Body Parts Abstracts

Peggy McCracken, “The Wild Man’s Penis: Gendered Anatomy and Becoming Human.”

This presentation focuses on a fourteenth-century literary text, Tristan de Nanteuil, that recounts the story of a child raised by animals in the forest (I’ll explain the story). The text includes unusually prominent and explicit references to gendered anatomy and it uses these references to mark animal/human difference. Yet gendered body parts are not unique to humans; moreover, this text also represents a number of successful gender performances by women who impersonate knights, suggesting that gender identity is not defined by anatomy. What is the role, then, of gendered anatomy in this text? I will explore the values that representations of the wild man’s penis ground and promote, and I will argue that the tensions represented in this medieval text may make visible tensions that subtend theoretical understandings of the relationship between gender, humanity, and animality.

Banu Subramaniam, “Global Citizenship? Genomes, Nations, and the Politics of Belonging.”

Recent developments in genetics have opened up new epistemologies into human histories. In keeping with the theme of “Body Parts” of this symposium, “genes” have come to represent a “material” historical account of human ancestry. Genetic studies on human migrations and diversity suggest global genealogical relationships often unacknowledged within national histories. How should we understand these relationships within the confines of nation states? How do these new genealogical understandings support or disrupt national histories? This talk examines the case of genetic histories of the peoples of India. It will explore the contentious history of race, caste and science in India and how genetic studies complicate and obfuscate the relationships of our understandings of our “genetic” natures and cultures. How then should we view the liberal subject that transmutates through genetic and cultural migrations?

Darla Thompson, “Technologies of the Body: Iron Collars, Chain Gangs, and Enslaved Black Women in Antebellum Louisiana.”

Ranging in time and focus from the initiation of the New Orleans women’s chain gang in 1813 through the early 1860s, I discuss how the chain gang, jails, Louisiana penitentiary, and plantations operated as a broad assemblage of racialized and gendered spaces for the control and containment of enslaved women’s laboring bodies. Iron collars with projecting spikes or upward prongs with bells were prominently used to control slaves on plantations and in urban areas. Through their materiality, iron collars, used to visually mark women as runaways, convicts, or sexual transgressions, also shaped the movement of women’s bodies by becoming a punishing physical extension.
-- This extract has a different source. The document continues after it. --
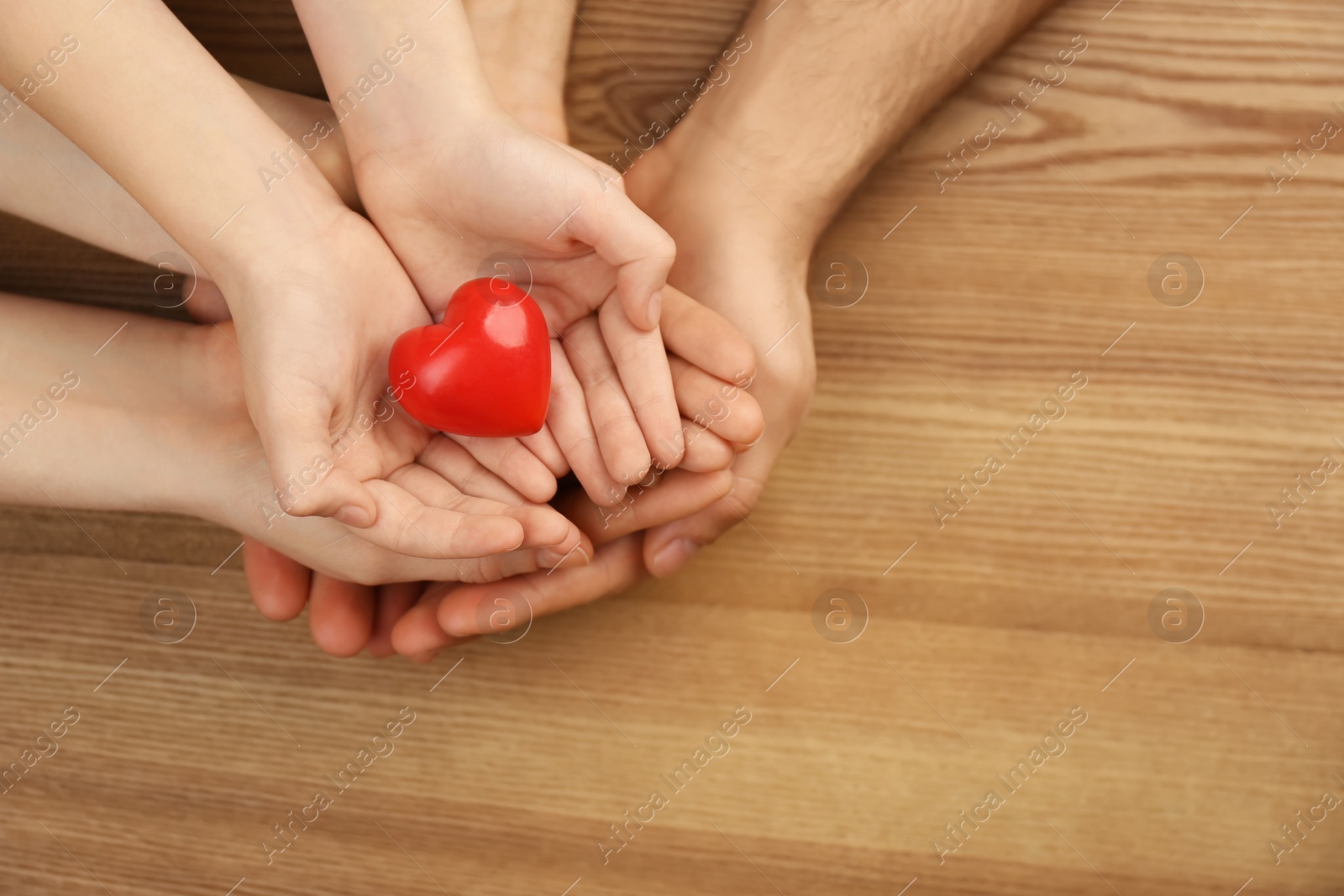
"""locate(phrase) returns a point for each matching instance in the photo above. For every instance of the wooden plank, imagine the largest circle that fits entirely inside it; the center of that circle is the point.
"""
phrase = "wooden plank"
(1030, 600)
Enslaved women and girls convicted of crimes under the Black Code could be sentenced to whipping and labor in an iron collar on a plantation with three branches for years. Enslaved women who were not convicted of crimes, but were captured runaways from throughout the South, were put on New Orleans chain gangs in order to ensure that they were not “idle,” and in order to subject them to a form of punishment considered more humiliating than imprisonment in jails or “the lash.” These “chain gang negresses” worked alongside enslaved men digging ditches, building and repairing levees, and cleaning markets. Enslaved women incarcerated in the state penitentiary (a rarity in the pre-Civil War South) were sent to build roads alongside incarcerated male (slaves and “free” men of color) convicts. Drawing on a diverse set of resources, I piece together the histories of women whose laboring bodies served a multiplicity of functions across these different spaces of confinement, in order to reproduce the infrastructure of slavery.

Bernadette Wegenstein, “The Cure: the History and Culture of Breast Cancer.”

From early diagnosis to the full treatment of breast cancer — The Cure, Bernadette Wegenstein’s current feature documentary about breast cancer, follows four patients and their medical staff at a top U.S. breast care clinic. Through these patient stories the film recounts the transformation of breast cancer from the first disfiguring radical mastectomy in the late 19th century to today’s patient-driven medicine, where cancer meets the beauty industry, and where the loss of the breast is celebrated as sacrifice and rebirth. The talk will include clips from the character-driven Cinéma Vérité documentary The Cure, currently in production, as well as theoretical remarks on the the breast as a symbol of femininity, ultimately a phallic symbol—that which decides hierarchy, power, life, and death. The talk explores how the breast defines female identity from Saint Agatha, whose breast sacrifice became a symbol of female power in Sicily to the modern woman who becomes involved in a variety of reconstructions and procedures after a mastectomy.

E. Frances White, “Something Out of Kilter: Black Women’s Breasts, the Missing Link and Black Feminist Resistance”

Pendulous, flaccid, distended—19th and early 20th century scientists and explorers consistently used such words to describe African women’s breasts as if something was somehow out of kilter.  This talk explores the anxiety projected onto Black women’s breasts as such men probed the similarities and differences between African and European women.  I pay particular attention to the development of a dominant discourse on South African women’s bodies, noting that southern Africa played a special role in westerners search for the “Missing Link” between man and ape.  The paper ends with the counter-discourse of feminists to dominant depictions by such 21st century South African feminists as Zanele Muholi, Pumla Gqola and Desiree Lewis.